You are more than welcome to ask 

My main industry is B2B SaaS for restaurants. I initially dwelled in E-commerce and invested the money I earned from my e-commerce ventures to fund the SaaS company.


----------



## decima (May 20, 2018)

JVW said:


> I'll probably quickly go bored with not developing something


Not reading into anything, but may I ask if you ran and sold a successful tech startup? If so we would be in the same industry with the difference that I'm much older and just getting started. I'll be moving parts of my business to Dubai soon and as QOFE mentioned it's a rather straightforward process getting permanent residence in the UAE by setting up your own business. 

-Decima


----------



## decima (May 20, 2018)

JVW said:


> Hi Decima,
> 
> You are more than welcome to ask
> 
> My main industry is B2B SaaS for restaurants. I initially dwelled in E-commerce and invested the money I earned from my e-commerce ventures to fund the SaaS company.

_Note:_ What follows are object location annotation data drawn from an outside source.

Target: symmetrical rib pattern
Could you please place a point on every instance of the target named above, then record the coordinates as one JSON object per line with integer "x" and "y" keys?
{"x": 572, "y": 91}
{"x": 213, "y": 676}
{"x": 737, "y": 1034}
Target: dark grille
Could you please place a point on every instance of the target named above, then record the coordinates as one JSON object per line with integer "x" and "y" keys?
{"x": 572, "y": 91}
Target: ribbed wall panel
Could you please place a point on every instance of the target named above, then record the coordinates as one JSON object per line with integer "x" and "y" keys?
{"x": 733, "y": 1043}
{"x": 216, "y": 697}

Apologies that I've got to go back and forth here with the responses, but since I created a new account and I'm under the five post limit, I can't PM you. Would be very interested to hear your story. I've developed bookkeeping software which I'll offer as SaaS. I've spent three years planning my move to Dubai so maybe I can give you some insights on how to best do it if you're from the tech industry.

-Decima


----------



## Chocoholic (Oct 29, 2012)

Just to jump in, as what someone failed to mention is if you set up a company, with that income, you will be liable for VAT and will have to register for that. Currently VAT is at 5% and you need to be audited and pay quarterly.

The one thing I think you'll find, coming from somewhere with lots of history etc is that Dubai can lack a bit of 'soul' sure it's all glitzy, shiny and new, but that gets old quite quickly - hence why people here try and travel as much as they can.

Dubai Marina is a more younger and westernised area I'd say, but it can be quite noisy and very busy at most times - many people seem to like it though.

Come for a visit and see what you think.


----------



## Redindxb43 (Mar 1, 2015)

JVW said:


> Hi QOFE,
> 
> Thanks for taking your time to write such a thorough reply!
> 
> ...


The properties may look amazing but the build quality is usually very poor!


----------